DUBAI // For visitors to the largest floating book fair docked at Port Rashid, the novels and non-fiction titles for sale are a secondary attraction.
The travel stories of the volunteers of the Logos Hope, which they willingly share as they assist book lovers, is what makes the liner a major draw.
The ship sailed into the emirate on Friday, replete with 400 volunteer crew from all over the world and an impressive display of 7,000 titles. The sale opened to the public yesterday afternoon.
Logos Hope is the fourth vessel belonging to GBA Ships, a not-for-profit organisation based in Germany. Its journey began two years ago in Europe and it has been in the Middle East for the past six months.
"There are many facets to the ship and its appeal differs from country to country," said Jessie LaPlue, the media relations officer of the fair.
"In some lower developing countries, like in Africa, we have scores of people standing in line for hours to gain access to the books, because education for some is a luxury there," she said. "But in many other countries, people are fascinated by the volunteer work.
"It surprises people how the members have left their jobs and life to be on a ship … and they aren't even being paid for it."
Crew members enrol with the shared goal of making a difference through charity projects and spreading the word of cultures existing in harmony.

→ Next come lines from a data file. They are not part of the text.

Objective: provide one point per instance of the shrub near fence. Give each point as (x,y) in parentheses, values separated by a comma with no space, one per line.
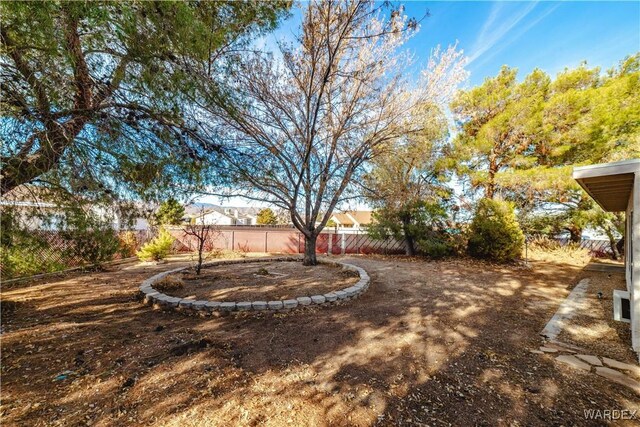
(287,240)
(43,251)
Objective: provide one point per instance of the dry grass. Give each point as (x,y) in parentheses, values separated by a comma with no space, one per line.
(169,284)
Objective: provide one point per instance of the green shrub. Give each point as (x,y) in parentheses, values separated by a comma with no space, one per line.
(495,233)
(435,247)
(128,244)
(420,224)
(21,260)
(158,248)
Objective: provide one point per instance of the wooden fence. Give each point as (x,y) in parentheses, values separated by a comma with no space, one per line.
(288,241)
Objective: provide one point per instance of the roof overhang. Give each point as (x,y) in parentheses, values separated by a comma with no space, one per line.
(609,184)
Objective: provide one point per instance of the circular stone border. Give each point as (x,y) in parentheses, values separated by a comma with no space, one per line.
(156,298)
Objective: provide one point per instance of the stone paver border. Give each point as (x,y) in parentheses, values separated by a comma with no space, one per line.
(156,298)
(610,369)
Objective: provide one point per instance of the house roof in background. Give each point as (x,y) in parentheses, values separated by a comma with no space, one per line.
(352,217)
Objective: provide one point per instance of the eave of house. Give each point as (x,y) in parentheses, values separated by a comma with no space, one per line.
(609,184)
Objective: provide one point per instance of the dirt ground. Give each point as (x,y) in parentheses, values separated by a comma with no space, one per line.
(430,343)
(259,281)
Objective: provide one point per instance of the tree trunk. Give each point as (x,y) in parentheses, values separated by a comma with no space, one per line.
(575,235)
(310,250)
(613,244)
(410,244)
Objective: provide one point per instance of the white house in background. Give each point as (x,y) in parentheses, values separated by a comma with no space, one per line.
(224,216)
(37,209)
(616,188)
(355,220)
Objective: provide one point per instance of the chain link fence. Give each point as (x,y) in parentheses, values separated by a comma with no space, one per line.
(32,252)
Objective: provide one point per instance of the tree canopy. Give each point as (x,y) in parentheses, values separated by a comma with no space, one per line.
(93,91)
(308,117)
(520,140)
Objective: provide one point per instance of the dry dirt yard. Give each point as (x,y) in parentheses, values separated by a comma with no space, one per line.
(430,343)
(265,281)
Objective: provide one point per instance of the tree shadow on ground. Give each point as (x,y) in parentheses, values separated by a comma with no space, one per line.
(429,342)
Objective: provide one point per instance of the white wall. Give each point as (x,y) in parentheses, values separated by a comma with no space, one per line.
(215,218)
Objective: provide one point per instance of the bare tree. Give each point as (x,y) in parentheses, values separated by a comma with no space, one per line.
(203,234)
(308,117)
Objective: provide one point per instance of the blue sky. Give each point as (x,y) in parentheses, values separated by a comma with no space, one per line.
(526,35)
(544,34)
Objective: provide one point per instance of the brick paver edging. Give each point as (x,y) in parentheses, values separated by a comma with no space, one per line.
(156,298)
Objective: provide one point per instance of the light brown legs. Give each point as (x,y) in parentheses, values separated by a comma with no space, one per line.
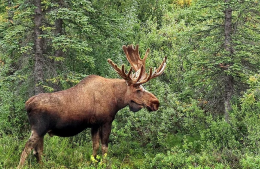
(32,143)
(95,140)
(38,150)
(105,132)
(102,134)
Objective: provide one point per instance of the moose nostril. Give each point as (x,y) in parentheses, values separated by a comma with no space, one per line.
(155,105)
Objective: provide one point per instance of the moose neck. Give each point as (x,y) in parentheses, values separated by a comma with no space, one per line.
(121,93)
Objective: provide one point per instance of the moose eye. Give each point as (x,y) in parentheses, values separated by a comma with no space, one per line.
(138,90)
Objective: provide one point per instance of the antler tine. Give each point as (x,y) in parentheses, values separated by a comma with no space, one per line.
(155,73)
(133,57)
(121,71)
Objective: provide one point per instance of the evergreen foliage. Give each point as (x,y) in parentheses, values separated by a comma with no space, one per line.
(189,130)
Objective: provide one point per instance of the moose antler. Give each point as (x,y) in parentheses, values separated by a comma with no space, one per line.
(138,64)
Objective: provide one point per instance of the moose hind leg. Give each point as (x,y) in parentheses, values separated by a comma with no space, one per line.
(30,144)
(38,150)
(95,140)
(105,132)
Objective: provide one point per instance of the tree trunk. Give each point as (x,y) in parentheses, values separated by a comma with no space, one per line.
(38,42)
(58,31)
(228,79)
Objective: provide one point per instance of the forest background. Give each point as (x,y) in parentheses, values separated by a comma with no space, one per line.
(210,111)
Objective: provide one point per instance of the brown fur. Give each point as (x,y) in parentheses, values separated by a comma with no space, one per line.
(93,103)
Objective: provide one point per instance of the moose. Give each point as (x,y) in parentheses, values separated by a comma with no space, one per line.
(92,103)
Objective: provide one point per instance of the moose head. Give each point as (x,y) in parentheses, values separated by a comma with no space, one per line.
(92,103)
(138,96)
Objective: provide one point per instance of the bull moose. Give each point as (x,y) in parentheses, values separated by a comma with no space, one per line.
(92,103)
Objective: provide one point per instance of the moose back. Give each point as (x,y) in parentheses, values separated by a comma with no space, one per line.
(92,103)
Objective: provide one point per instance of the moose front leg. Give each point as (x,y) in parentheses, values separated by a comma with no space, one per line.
(105,132)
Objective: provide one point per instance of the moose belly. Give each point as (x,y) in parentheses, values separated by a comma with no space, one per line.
(67,129)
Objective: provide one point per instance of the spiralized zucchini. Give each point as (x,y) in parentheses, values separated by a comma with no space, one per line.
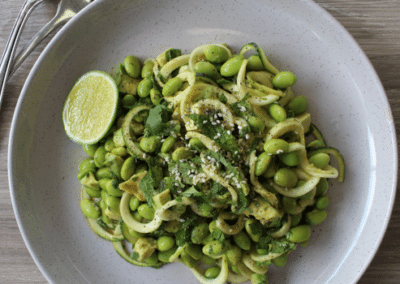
(218,175)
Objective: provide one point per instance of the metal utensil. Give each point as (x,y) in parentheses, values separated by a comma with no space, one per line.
(66,10)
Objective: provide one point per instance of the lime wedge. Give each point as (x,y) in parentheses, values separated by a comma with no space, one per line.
(91,107)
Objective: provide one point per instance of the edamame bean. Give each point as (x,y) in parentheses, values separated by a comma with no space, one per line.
(234,255)
(212,272)
(132,66)
(320,160)
(182,153)
(144,87)
(262,163)
(165,243)
(146,212)
(128,168)
(134,203)
(216,54)
(280,261)
(149,144)
(254,63)
(285,177)
(100,156)
(172,86)
(277,112)
(199,233)
(298,105)
(289,204)
(155,96)
(89,209)
(90,149)
(232,66)
(323,202)
(147,70)
(242,240)
(256,124)
(276,146)
(168,144)
(299,234)
(322,187)
(284,79)
(316,217)
(206,68)
(290,159)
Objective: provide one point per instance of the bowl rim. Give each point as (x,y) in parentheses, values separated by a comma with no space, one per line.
(52,44)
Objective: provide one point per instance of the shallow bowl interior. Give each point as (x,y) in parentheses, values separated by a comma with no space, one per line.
(346,100)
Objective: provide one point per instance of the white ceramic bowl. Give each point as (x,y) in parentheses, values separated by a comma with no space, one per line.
(346,100)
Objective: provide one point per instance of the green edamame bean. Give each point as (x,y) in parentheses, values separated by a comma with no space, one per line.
(299,234)
(212,272)
(322,187)
(196,144)
(242,240)
(144,87)
(128,101)
(182,153)
(165,243)
(276,146)
(280,261)
(194,251)
(172,86)
(290,159)
(296,219)
(256,124)
(234,255)
(320,160)
(254,63)
(132,66)
(128,168)
(146,212)
(285,177)
(90,149)
(323,202)
(289,204)
(87,165)
(284,79)
(134,203)
(216,54)
(112,188)
(89,209)
(214,248)
(207,260)
(147,70)
(262,163)
(100,156)
(199,233)
(206,68)
(155,96)
(168,144)
(103,173)
(298,105)
(164,256)
(149,144)
(232,66)
(277,112)
(316,217)
(112,203)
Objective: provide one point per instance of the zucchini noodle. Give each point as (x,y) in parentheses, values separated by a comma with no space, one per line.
(190,177)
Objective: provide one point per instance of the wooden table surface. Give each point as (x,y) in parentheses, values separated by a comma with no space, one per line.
(375,24)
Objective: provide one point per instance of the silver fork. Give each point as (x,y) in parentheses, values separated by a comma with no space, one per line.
(66,10)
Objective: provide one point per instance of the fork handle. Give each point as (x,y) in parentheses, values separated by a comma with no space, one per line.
(11,45)
(59,19)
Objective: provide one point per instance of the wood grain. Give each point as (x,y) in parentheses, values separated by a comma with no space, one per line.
(375,24)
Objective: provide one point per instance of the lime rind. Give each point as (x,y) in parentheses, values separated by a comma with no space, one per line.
(86,118)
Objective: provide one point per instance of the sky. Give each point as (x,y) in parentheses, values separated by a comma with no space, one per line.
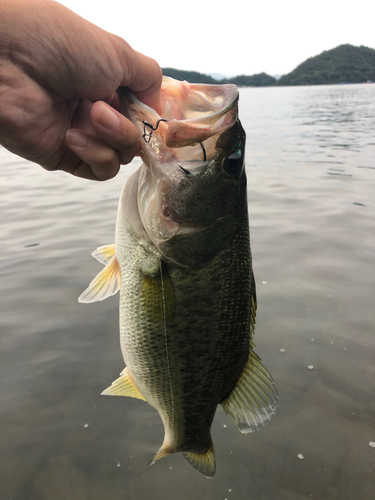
(232,37)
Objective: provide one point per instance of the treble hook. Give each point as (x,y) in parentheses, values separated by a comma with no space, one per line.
(147,135)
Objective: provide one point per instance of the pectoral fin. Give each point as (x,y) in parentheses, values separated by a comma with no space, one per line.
(123,386)
(104,254)
(253,401)
(105,284)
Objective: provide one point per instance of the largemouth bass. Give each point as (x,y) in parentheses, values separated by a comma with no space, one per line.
(183,265)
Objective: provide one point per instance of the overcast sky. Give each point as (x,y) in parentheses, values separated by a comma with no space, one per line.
(233,37)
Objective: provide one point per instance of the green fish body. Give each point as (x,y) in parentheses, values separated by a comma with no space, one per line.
(182,263)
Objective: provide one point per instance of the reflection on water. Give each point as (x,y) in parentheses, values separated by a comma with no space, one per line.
(311,162)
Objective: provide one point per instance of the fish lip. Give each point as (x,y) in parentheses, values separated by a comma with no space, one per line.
(214,105)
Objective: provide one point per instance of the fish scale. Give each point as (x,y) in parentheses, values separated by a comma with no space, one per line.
(182,263)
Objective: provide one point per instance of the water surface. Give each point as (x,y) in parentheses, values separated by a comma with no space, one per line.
(311,184)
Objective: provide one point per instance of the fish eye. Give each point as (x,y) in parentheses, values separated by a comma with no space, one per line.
(232,164)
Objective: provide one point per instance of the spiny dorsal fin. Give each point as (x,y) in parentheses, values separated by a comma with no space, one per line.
(253,401)
(123,386)
(104,254)
(105,284)
(203,462)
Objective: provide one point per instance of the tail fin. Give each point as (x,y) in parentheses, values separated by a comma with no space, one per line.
(203,462)
(162,452)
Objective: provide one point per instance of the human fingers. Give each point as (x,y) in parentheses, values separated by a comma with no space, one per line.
(116,130)
(94,158)
(141,73)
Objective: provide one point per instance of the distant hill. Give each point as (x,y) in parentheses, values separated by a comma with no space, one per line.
(261,80)
(189,76)
(344,64)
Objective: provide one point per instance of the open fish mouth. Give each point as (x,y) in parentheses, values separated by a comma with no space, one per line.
(192,113)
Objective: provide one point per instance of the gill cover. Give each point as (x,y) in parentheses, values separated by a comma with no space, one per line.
(192,180)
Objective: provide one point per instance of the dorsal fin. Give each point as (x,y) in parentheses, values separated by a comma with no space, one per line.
(105,284)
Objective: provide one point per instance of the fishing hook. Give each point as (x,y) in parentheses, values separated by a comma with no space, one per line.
(204,151)
(147,135)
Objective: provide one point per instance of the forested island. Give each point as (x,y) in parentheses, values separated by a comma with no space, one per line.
(343,64)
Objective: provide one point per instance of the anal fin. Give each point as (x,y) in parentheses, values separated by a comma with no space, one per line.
(123,386)
(104,254)
(253,401)
(105,284)
(203,462)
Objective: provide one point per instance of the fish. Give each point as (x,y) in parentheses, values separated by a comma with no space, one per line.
(182,263)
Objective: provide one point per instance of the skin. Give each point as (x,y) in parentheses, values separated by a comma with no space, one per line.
(58,79)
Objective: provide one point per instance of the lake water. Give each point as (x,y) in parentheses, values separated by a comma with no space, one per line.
(311,186)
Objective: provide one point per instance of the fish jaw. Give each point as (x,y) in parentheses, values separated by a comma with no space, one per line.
(183,152)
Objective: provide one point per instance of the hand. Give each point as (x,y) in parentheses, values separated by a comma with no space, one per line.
(58,77)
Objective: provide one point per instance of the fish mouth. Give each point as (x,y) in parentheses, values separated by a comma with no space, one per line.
(192,113)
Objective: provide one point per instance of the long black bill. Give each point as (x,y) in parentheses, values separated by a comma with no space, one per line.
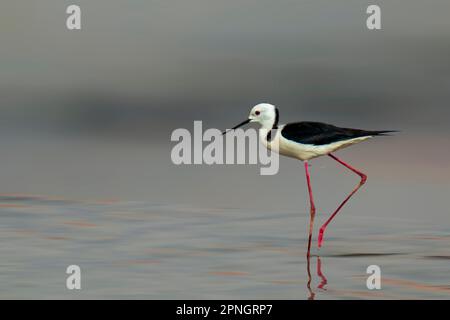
(239,125)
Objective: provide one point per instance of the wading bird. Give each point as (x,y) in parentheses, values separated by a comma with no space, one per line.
(305,141)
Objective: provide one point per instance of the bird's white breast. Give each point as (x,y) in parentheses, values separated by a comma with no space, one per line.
(302,151)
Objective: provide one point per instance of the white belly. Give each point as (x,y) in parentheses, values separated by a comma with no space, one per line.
(302,151)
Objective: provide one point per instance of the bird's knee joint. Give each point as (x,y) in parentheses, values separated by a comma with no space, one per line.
(363,178)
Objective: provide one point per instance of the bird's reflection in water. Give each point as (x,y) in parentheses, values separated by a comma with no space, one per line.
(323,279)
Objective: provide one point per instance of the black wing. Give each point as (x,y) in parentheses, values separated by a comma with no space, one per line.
(321,133)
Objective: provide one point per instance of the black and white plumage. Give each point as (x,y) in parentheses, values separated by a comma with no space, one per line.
(305,141)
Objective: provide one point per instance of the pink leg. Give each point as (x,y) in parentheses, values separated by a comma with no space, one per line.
(312,208)
(308,284)
(363,180)
(323,281)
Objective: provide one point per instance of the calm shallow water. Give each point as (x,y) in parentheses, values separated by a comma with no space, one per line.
(154,251)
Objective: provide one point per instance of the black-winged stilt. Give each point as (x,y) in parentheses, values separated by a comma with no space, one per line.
(305,141)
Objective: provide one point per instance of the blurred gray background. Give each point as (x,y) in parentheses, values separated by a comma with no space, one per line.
(85,169)
(88,114)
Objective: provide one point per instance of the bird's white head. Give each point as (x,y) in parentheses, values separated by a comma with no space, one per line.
(264,113)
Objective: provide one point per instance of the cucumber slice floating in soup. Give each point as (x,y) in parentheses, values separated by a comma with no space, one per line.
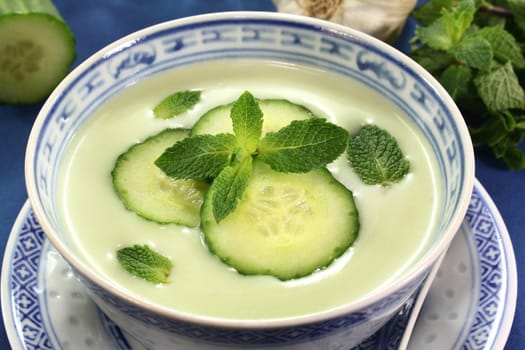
(37,49)
(146,190)
(277,114)
(286,225)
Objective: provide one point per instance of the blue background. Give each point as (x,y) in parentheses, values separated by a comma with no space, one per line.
(96,23)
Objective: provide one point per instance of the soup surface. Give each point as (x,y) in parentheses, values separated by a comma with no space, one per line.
(396,222)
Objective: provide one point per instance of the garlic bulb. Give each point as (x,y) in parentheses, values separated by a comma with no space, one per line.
(383,19)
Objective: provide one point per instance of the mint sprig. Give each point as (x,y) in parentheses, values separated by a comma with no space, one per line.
(303,145)
(199,157)
(475,49)
(227,160)
(376,157)
(145,263)
(176,104)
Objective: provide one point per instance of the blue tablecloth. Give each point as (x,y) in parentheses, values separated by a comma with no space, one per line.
(96,23)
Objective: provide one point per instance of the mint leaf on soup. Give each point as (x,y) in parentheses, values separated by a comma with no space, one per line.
(376,157)
(500,89)
(145,263)
(176,104)
(199,157)
(303,145)
(229,186)
(247,121)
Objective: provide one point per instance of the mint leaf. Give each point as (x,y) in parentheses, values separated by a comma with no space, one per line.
(247,121)
(176,104)
(376,157)
(446,32)
(474,51)
(143,262)
(198,157)
(229,187)
(500,89)
(518,10)
(456,80)
(504,45)
(303,145)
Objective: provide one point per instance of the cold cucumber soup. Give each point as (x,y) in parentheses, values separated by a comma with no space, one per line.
(395,221)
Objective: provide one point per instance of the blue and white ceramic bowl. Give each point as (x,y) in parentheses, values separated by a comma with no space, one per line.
(271,36)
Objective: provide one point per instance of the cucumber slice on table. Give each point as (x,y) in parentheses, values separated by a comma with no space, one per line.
(37,49)
(146,190)
(277,113)
(286,225)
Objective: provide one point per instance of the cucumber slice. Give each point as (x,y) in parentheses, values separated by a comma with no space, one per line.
(277,114)
(37,49)
(286,225)
(146,190)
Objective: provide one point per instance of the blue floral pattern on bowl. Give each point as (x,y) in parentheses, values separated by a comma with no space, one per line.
(255,36)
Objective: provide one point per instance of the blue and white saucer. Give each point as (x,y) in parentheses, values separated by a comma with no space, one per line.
(470,305)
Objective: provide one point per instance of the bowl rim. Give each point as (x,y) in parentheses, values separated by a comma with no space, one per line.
(339,311)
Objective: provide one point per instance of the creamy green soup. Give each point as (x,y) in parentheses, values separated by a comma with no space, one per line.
(395,222)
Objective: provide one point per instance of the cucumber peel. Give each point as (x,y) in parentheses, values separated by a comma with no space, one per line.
(37,49)
(151,194)
(287,225)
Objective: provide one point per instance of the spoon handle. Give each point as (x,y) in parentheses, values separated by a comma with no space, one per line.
(418,303)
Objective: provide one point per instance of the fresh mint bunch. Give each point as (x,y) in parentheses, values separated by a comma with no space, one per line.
(227,159)
(145,263)
(475,49)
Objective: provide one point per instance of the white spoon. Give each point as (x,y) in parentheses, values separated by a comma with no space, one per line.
(418,303)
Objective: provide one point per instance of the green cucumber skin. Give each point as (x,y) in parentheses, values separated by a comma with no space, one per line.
(123,181)
(24,21)
(29,6)
(305,268)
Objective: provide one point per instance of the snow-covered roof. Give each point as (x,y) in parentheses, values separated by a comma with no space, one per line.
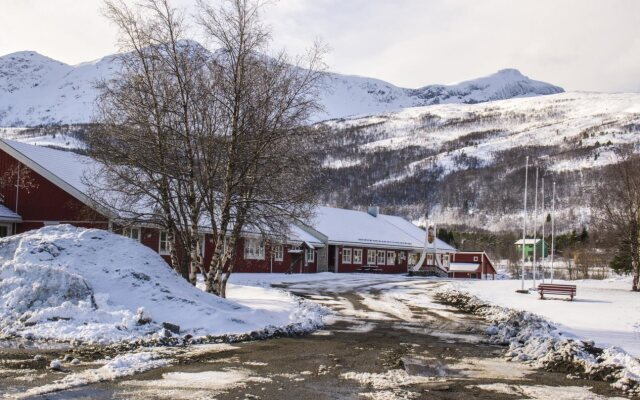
(68,171)
(528,241)
(463,267)
(64,168)
(7,215)
(360,228)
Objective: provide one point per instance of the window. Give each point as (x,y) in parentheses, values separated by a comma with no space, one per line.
(381,257)
(309,256)
(278,252)
(202,243)
(164,247)
(253,249)
(371,257)
(357,256)
(132,233)
(346,256)
(391,258)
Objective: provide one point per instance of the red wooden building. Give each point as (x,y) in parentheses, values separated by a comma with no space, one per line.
(471,265)
(52,190)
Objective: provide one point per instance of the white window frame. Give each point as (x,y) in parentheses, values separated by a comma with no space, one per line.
(128,232)
(253,249)
(371,257)
(346,255)
(278,252)
(357,256)
(202,242)
(391,260)
(384,257)
(164,243)
(8,227)
(309,255)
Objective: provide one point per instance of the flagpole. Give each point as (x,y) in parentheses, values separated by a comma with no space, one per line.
(524,220)
(544,220)
(535,230)
(553,226)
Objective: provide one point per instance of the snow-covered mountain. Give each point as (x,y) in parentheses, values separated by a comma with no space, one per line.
(354,95)
(464,163)
(37,90)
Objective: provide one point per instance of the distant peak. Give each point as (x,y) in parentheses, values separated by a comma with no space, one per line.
(510,72)
(30,55)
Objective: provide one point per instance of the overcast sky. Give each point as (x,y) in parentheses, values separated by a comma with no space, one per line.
(576,44)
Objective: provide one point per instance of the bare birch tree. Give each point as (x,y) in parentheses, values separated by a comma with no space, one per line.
(194,140)
(616,208)
(269,174)
(147,132)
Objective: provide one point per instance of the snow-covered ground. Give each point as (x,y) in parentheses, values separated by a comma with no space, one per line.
(605,311)
(36,89)
(65,283)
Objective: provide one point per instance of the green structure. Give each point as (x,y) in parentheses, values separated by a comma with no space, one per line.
(528,248)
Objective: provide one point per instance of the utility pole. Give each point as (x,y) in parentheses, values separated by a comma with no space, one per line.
(553,226)
(544,220)
(524,220)
(535,230)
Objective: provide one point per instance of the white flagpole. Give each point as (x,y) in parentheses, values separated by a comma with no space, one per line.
(535,230)
(544,220)
(524,219)
(553,226)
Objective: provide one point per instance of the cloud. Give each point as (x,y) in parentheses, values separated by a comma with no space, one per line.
(577,44)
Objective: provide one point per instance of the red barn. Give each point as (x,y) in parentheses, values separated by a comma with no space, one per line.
(471,265)
(43,186)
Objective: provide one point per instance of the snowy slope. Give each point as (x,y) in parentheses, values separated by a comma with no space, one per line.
(68,283)
(36,90)
(448,157)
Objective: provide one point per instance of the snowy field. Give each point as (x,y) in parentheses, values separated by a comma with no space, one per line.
(605,311)
(68,284)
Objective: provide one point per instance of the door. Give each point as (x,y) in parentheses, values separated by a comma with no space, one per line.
(5,230)
(332,259)
(323,263)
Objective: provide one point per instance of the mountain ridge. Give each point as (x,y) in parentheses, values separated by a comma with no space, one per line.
(38,90)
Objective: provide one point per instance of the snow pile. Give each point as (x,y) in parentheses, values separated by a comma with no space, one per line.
(533,339)
(66,283)
(122,365)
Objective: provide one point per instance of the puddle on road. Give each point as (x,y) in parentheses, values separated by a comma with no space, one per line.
(543,392)
(187,385)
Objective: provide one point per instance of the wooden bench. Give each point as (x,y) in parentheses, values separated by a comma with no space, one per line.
(369,268)
(552,288)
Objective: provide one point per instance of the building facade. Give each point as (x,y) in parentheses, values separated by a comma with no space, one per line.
(43,186)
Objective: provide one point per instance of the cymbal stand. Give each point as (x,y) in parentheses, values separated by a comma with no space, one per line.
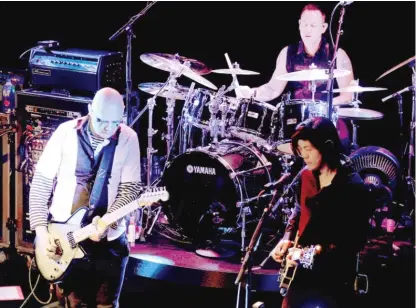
(214,107)
(355,126)
(184,121)
(170,108)
(128,29)
(410,181)
(151,102)
(224,111)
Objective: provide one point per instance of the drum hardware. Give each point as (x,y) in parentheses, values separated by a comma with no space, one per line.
(409,61)
(332,62)
(247,262)
(235,82)
(409,180)
(190,68)
(229,174)
(214,107)
(312,74)
(128,29)
(236,70)
(184,126)
(249,171)
(151,102)
(354,114)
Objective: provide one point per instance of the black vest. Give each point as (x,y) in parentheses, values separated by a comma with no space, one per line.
(93,173)
(298,59)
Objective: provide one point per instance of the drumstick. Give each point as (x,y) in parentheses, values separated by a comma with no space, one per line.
(237,91)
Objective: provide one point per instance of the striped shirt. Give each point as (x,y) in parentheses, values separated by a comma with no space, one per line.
(58,161)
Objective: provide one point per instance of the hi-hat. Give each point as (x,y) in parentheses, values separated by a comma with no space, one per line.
(234,71)
(176,92)
(312,74)
(175,64)
(356,89)
(359,114)
(408,61)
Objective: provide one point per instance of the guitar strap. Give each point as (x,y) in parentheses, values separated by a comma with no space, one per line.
(99,194)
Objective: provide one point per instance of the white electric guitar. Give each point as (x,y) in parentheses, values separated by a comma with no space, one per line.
(70,233)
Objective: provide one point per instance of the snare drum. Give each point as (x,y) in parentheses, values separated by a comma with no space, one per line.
(252,122)
(215,179)
(197,112)
(297,111)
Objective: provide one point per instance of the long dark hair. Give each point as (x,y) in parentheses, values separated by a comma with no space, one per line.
(323,135)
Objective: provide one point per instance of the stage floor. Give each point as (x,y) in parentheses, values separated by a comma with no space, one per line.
(163,260)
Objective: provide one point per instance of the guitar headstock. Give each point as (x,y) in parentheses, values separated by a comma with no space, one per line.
(308,256)
(152,195)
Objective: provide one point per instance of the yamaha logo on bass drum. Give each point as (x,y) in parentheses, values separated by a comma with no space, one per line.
(200,170)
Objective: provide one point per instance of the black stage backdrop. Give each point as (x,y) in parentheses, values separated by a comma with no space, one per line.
(377,36)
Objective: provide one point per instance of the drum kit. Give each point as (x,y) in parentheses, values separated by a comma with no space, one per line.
(223,144)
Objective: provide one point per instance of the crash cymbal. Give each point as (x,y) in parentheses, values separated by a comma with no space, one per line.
(312,74)
(177,92)
(174,64)
(235,71)
(153,59)
(359,114)
(356,89)
(397,67)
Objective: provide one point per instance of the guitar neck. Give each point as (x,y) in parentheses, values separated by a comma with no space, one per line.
(109,218)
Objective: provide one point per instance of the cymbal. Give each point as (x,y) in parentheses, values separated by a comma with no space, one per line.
(397,67)
(356,89)
(359,114)
(175,64)
(235,71)
(152,59)
(312,74)
(177,92)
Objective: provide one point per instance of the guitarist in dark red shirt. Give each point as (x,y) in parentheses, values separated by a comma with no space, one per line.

Ms LaPlue, a university graduate, has been on the ship for a year and has already visited 15 countries. For her, the adventure has been a crash course in cultures. "As a crew we see this as an opportunity to build relationships with the locals and share our experiences."
Every member, from engineers to the cooks, commits to a non-paid service on the ship for a certain number of years. During that time, they have the opportunity to learn life skills and serve the community they are based in.
Matthew Dent joined the team when he was 18. Although he aspires to continue his education in the audio-visual field, the past three years aboard the ship have broadened his perspective of the world.
"On the ship I have received a lot of training in various areas and have got qualifications that will be beneficial when I go back," the Australian crew member who works in the control room said. "I have been able to step into different leadership positions as well."
Volunteers who are assigned to the book fair are well informed about the titles and can assist visitors with the English as well as Arabic books, which they have added for people in the Emirates.
"When we go to ports where the primary language is something else, we source books from local distributors," Ms LaPlue said.
"We work with the country's officials to bring books that are relevant and make sure they are not offensive to the culture." She said the children's section was the largest as the crew planned to host school visits.
Caroline Geluk, a Dubai resident from the Netherlands who was at the fair with her three children, said she wasn't planning to buy too many books, but wanted to meet some of the crew members.
"I know the mission of the ship and find it interesting," Mrs Geluk said. "We get to meet so many people and the fact that they are volunteers has aroused my curiosity.
"In fact, we met a Dutch lady on the ship and coincidently we have a common friend in Lebanon, which is so exciting."
Another resident, Nita Ved, 46, said interacting with the people behind the fair was a good lesson for youngsters. "It teaches them about being selfless and the members provide a good example of unity," she said.
Ms LaPlue said about 40 to 60 new members would fly into Abu Dhabi next month to replace retiring crew members. "We encourage UAE residents to sign up for the cause as well."
The Logos Hope will be open in Dubai at Port Rashid until February 5. Opening hours are 1pm to 10.30pm from Saturday to Wednesday, and 4pm to 10.30pm on Thursday and Friday. Logos Hope will be open in Abu Dhabi from February 7 until February 19.